LAS VEGAS may host far more punter-friendly spectacles, including bells and whistles by the world's big technology and consumer electronics firms, but low-profile software firm Citrix was determined to put on a good show last week for the 4,000-plus customers it brought to Nevada.
More to the point, with more acquisitions and a partnership with Dell to announce, the $7bn marketcap firm, which employs more than 80 people at its Dublin customer service centre, Citrix wanted to drive home the point that its technology is increasingly essential to make all those devices work together.
Citrix connects all the recognisable technology: mobile phones, office work stations and data centres using "virtualisation", allowing users to access their personal desktop from any device, anywhere. It does this by investing all software applications on a central store in a data centre, then delivering them on demand to end users via its virtualisation technology, creating a virtual image of your office desktop, for example, on your home PC or even your mobile phone without installing any software.
With the completion of its $500m acquisition of Resource last week, the latest in a $1.8bn string of highprofile buyouts including Ardence in January, Citrix chief executive Mark Templeton spelled out the firm's strategy at the monster meeting.

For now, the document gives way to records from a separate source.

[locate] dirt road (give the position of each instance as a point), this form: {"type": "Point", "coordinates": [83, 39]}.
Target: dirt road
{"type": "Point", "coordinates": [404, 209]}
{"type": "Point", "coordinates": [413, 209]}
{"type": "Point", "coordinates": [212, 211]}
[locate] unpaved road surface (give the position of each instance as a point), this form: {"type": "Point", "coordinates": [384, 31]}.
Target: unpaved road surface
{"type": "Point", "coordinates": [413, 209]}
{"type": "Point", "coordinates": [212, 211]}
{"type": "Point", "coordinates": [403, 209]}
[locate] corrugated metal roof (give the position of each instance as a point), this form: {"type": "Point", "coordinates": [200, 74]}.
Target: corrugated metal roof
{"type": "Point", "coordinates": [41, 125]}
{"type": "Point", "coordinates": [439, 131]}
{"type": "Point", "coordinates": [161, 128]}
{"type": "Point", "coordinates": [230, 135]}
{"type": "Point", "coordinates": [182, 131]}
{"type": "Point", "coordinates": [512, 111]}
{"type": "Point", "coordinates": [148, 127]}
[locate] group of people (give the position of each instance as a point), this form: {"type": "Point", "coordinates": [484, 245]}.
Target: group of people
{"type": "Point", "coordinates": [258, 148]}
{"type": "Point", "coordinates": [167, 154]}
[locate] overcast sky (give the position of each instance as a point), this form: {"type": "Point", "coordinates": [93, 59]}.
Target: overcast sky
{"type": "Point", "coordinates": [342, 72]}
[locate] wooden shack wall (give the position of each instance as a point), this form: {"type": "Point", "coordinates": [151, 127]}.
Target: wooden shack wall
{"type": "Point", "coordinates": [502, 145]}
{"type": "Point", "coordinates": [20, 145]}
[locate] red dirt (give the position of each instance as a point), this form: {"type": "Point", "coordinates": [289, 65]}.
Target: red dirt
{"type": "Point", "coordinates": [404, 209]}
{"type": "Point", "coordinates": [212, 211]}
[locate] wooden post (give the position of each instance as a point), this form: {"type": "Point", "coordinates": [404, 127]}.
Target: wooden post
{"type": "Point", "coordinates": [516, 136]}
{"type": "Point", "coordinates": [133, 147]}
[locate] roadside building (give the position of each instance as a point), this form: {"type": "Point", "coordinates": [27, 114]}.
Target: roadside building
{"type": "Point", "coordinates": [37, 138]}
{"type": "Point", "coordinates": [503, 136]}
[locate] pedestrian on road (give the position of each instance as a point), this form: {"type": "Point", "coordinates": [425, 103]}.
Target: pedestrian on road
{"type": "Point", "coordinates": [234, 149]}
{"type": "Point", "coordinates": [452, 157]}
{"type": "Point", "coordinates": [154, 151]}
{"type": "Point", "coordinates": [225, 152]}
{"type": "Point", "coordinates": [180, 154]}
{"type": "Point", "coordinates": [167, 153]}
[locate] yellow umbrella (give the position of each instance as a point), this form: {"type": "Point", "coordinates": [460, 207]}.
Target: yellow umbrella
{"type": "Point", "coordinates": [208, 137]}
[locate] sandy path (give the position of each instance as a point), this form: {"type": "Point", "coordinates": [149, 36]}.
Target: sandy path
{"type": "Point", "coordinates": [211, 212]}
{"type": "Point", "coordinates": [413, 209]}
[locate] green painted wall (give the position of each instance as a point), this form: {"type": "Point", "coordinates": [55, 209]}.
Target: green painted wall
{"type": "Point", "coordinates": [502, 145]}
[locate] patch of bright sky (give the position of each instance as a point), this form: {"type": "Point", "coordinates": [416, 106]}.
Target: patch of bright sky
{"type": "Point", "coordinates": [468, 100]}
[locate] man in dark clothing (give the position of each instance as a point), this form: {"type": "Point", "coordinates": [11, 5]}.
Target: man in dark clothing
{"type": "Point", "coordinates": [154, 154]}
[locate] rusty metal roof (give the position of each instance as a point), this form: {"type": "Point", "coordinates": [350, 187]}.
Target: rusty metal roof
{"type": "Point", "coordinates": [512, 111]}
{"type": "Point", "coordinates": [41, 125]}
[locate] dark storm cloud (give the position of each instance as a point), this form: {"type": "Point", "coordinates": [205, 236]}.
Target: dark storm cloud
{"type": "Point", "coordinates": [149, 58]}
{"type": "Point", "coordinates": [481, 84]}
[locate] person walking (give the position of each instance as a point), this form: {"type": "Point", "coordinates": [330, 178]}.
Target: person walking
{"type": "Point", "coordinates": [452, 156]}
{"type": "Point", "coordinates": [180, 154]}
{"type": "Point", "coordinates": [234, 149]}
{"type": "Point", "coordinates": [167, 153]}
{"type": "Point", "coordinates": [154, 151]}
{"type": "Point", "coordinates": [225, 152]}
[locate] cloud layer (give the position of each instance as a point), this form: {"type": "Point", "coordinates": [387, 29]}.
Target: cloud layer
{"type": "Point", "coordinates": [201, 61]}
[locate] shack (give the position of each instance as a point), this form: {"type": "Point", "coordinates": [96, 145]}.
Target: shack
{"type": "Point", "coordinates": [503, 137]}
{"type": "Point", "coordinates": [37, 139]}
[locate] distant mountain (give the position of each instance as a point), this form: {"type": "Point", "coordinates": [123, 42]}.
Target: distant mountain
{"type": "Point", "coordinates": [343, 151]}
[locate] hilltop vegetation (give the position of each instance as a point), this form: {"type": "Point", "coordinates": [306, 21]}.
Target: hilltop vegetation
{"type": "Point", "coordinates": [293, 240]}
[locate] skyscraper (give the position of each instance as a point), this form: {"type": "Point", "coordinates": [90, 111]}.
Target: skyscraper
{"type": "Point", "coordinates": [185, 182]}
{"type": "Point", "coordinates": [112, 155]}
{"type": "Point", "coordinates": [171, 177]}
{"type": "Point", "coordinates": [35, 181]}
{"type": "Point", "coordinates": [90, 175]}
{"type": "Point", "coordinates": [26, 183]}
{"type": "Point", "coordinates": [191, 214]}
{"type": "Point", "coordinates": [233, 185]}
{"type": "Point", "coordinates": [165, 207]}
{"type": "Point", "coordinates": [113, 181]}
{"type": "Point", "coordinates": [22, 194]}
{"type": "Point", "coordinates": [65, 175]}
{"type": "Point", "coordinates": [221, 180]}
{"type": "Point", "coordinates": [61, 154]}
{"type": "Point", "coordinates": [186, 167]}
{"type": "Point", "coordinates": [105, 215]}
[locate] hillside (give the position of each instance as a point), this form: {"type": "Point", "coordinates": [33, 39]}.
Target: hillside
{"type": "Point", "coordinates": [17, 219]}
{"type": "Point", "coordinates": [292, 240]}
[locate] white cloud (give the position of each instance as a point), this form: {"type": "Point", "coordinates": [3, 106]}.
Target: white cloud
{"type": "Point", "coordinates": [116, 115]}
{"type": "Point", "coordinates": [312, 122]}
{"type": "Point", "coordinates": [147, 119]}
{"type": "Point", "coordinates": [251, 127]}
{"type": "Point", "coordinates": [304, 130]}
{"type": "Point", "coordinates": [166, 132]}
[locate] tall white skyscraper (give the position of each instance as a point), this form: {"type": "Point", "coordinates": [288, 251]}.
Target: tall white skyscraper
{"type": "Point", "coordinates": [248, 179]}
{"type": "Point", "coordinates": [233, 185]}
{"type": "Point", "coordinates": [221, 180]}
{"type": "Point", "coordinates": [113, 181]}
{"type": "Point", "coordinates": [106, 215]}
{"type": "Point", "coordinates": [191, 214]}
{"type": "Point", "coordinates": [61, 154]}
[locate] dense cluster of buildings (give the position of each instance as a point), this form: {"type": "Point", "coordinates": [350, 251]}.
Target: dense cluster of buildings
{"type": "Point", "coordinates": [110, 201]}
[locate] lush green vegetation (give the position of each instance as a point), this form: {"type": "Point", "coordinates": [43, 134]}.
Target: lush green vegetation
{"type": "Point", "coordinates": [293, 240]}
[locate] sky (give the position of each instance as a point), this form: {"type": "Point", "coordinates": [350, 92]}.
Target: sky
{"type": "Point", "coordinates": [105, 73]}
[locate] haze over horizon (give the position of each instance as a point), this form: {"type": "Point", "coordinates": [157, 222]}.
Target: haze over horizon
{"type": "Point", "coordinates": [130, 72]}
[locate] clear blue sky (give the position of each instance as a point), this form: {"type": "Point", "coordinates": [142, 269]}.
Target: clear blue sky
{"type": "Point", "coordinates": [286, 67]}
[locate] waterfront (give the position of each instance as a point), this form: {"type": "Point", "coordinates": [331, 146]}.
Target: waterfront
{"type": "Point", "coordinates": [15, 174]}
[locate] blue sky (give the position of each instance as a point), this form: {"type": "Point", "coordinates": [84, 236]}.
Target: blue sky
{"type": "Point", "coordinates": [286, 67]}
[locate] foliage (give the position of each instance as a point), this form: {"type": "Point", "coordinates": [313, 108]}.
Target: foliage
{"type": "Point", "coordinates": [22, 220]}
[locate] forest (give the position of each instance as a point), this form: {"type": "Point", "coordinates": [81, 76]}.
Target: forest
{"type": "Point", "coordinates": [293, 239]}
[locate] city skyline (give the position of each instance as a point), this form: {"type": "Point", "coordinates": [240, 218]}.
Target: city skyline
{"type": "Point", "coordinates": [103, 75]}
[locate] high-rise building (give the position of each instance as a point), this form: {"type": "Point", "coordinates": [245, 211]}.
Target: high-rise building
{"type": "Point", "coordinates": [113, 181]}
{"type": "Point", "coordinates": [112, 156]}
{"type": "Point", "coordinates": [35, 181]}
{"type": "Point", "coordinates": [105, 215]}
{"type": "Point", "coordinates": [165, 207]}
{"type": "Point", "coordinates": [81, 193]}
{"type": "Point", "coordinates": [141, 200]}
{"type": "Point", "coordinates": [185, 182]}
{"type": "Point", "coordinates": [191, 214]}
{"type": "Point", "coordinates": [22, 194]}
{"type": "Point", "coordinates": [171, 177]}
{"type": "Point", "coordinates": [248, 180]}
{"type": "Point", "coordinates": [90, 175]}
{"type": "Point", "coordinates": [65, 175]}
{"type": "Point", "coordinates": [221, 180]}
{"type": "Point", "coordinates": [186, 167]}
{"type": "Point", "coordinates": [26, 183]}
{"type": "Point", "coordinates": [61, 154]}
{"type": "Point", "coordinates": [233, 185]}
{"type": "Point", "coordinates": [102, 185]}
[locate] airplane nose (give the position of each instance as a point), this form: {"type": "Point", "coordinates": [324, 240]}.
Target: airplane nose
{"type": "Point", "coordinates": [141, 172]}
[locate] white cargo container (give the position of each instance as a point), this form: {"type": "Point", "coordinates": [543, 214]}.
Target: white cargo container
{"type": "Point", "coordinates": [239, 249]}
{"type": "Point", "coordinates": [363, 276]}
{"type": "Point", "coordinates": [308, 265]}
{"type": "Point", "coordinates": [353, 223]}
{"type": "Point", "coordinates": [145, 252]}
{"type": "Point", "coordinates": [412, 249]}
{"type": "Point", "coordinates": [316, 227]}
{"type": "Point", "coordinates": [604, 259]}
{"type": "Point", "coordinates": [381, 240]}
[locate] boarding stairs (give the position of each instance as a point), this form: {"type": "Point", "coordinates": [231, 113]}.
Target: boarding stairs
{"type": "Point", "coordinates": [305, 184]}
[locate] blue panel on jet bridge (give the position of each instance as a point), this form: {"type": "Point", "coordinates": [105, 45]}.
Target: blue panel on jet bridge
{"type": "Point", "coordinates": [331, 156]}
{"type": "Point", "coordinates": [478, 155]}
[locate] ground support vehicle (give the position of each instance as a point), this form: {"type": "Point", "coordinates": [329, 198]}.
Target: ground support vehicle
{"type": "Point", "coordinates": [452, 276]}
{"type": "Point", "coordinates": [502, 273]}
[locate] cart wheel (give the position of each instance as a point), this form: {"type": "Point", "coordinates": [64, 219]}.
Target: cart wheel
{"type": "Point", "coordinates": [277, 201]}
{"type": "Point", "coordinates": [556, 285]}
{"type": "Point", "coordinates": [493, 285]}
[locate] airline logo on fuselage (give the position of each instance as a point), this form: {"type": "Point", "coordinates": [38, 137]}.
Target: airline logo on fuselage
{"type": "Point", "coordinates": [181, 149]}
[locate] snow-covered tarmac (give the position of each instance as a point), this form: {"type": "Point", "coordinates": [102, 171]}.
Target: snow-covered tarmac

Although to some extent he was preaching to the converted, Templeton said virtualisation was key to the future of the technology industry as a method for corporate IT buyers to cut costs, improve security, "go green", and simplify data management in an era of increasingly complex compliance costs.
"Over the next decade the defining issue of IT will become delivery of applications to people, " said Templeton, who repeatedly stressed virtualisation as a solution to universal business problems, whether technical or cultural. He estimated the value of the virtualisation market to grow to $5bn in the next four years.
Several speakers at Citrix's tenth annual iForum conference made reference to the younger generation entering the office . . . the "echo boom" offspring of baby boomers . . . who demand access to corporate systems on their own devices.
Another key theme was the environmental impact of information technology. PCs use 150W-250W of electricity, yet a thin client desktop application (including power consumed by the server) uses only 20W, according to Chris Fleck of Citrix. He claimed secure remote access to the office can lead to zero commute times and therefore zero petrol consumption.
He said diskless desktop computers, so-called thin clients, an 80% reduction in web servers, more telecommuting and new power management technology from Citrix and its competitors would drastically drive down energy consumption for businesses, particularly as oil approaches $100 a barrel.
Citrix unveiled a new a partnership with Dell at the conference and it was telling that a list of the five largest server manufacturers was projected onto the conference screen as the announcement was made. The message was clear that the company intends to get into bed with all the major 'metal' manufacturers. Templeton told the Sunday Tribune he envisaged data centre customers requesting Citrix products to be "sprayed on" to server boxes when ordered from manufacturers.
The buzz on the conference room floor was that if Templeton achieves this goal, then the next logical step will be for him to bring virtualisation technology out of the office server rack and into household devices, allowing remote access to personalised TV, phone systems and video games from any location. That at least will make the dinner party question easier to answer.